Martina used her left hand to grab the back of Azalea’s ponytail again, finally getting a scream out of her. Another knee kick led to another parry and they were both on the ground. Martina found she barely had voice to say, “Legos and planets are part of finite, controlled systems” as she tried to get her legs over Azalea’s body…

“But is that how they thrive?” said Azalea as she yanked on Martina’s right ear, causing excruciating pain as Azalea flipped over, now pinning Martina. “Or would they thrive from more freedom?”

Azalea straddled Martina and pressed her attack with a series of body blows. Martina couldn’t take it anymore. She collected her last bits of strength and threw Azalea to the ceiling, a vintage 3/8ths g move.

Azalea reacted like she’d been doing the same sims as Martina. She bounced off the ceiling like a swimmer doing a relay. She pointed herself at Martina’s head. Martina managed to dodge, but that only brought Azalea onto her, Martina’s, solar plexus.

Now Martina could barely breathe. As she gasped, Azalea pressed her advantage. Azalea struck Martina ten more times in the head, neck and chest.

Martina writhed on the floor, pain coming from every part of her body. She had never been beaten like this, ever. Azalea somehow found the Wazgretco cuffs and clicked them back onto Martina’s wrists and ankles while shoving Martina to the door of her cell.

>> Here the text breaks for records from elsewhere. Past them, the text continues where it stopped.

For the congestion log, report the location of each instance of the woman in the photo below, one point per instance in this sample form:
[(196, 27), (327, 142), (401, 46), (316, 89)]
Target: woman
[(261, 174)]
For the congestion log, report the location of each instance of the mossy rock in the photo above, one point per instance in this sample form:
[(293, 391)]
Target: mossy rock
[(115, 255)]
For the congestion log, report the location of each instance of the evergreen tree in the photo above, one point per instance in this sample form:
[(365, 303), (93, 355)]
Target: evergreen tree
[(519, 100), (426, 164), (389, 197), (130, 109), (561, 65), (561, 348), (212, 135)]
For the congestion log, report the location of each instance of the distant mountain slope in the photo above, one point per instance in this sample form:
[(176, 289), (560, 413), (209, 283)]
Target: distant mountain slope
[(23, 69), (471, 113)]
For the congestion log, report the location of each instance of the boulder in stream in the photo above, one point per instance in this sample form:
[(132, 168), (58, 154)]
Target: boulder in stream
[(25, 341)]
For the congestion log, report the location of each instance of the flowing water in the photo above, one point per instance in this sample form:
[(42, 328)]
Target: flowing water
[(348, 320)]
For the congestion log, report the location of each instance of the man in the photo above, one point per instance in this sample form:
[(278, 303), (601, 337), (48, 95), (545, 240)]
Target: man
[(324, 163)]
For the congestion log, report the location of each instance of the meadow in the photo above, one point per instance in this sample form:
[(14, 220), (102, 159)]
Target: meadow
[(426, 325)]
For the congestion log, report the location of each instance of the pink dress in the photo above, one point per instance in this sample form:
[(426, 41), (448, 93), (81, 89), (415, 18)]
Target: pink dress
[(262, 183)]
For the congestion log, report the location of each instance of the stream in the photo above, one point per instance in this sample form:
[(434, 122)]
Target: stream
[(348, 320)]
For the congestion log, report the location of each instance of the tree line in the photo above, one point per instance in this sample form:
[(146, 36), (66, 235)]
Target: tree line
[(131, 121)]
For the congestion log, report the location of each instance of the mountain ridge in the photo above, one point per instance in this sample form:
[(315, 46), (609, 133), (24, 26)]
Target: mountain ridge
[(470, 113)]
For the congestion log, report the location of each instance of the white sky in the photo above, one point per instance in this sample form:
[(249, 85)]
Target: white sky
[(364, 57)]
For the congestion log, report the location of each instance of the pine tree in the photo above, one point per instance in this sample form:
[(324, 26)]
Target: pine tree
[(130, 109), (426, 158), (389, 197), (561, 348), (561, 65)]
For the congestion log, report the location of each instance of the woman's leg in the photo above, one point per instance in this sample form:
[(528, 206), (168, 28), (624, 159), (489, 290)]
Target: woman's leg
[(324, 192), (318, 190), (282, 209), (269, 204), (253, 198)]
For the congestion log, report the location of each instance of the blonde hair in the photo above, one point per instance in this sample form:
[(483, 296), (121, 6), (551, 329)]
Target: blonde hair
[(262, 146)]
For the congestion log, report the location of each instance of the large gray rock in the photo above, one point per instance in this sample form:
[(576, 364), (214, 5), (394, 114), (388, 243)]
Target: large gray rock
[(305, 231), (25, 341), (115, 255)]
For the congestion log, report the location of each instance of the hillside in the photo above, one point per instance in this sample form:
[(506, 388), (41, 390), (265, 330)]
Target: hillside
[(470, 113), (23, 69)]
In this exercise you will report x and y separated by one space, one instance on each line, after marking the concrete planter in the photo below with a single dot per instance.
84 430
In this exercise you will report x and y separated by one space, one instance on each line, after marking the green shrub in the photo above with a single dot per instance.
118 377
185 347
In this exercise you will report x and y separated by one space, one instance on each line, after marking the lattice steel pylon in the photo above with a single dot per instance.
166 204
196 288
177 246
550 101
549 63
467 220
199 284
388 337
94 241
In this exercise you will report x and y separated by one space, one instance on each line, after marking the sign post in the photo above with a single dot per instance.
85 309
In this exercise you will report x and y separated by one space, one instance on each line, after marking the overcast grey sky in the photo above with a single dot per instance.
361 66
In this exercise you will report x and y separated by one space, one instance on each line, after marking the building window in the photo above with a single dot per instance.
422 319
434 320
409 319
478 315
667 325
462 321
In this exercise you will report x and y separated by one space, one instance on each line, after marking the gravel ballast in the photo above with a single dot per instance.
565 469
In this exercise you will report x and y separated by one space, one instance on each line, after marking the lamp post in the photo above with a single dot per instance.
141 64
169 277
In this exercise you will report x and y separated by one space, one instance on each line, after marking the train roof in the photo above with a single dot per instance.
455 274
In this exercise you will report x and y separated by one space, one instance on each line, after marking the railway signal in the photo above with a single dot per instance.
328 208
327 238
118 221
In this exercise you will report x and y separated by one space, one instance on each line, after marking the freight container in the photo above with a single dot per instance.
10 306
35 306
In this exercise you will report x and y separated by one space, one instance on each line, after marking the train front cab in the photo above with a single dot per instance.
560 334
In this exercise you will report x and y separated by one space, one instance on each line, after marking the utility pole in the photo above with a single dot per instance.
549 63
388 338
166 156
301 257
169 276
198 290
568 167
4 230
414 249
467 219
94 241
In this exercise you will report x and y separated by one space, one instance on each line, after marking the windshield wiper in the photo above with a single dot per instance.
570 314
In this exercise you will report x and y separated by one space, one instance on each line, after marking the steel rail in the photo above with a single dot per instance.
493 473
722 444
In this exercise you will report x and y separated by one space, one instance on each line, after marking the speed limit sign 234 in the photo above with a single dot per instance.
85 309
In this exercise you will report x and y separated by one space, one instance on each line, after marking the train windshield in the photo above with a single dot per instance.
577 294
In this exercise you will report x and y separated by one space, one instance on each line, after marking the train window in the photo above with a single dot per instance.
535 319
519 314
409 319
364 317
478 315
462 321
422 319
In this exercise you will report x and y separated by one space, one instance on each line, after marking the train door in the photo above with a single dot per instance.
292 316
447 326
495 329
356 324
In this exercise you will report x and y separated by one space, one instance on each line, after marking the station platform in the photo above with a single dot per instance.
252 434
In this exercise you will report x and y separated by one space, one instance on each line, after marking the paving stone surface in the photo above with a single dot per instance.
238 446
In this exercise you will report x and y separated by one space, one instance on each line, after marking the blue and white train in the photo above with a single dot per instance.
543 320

Martina barely said, “W-w-wait!”

Azalea caught her breath. “Yes?”

“K-kill me.”

“Why?”

Martina didn’t want to be a helpless pawn in a larger war. But she couldn’t get the words out. “Y-y-you know why.”

Azalea used her bo to push Martina into her cell as she panted, “The minute I want you dead, you will be.”

The cell door swung closed with a loud Wham! Martina managed to crawl to a corner, where she shivered in a fetal position. She pushed her body once more in front of her cuffs, almost automatically.

Hoping that her back was to any camera, trembling, Martina held her shaking left hand in front of her face. At the bottom of her fourth finger, next to her wedding ring, was a wire-based scrunchie that Azalea had used to tie her hair.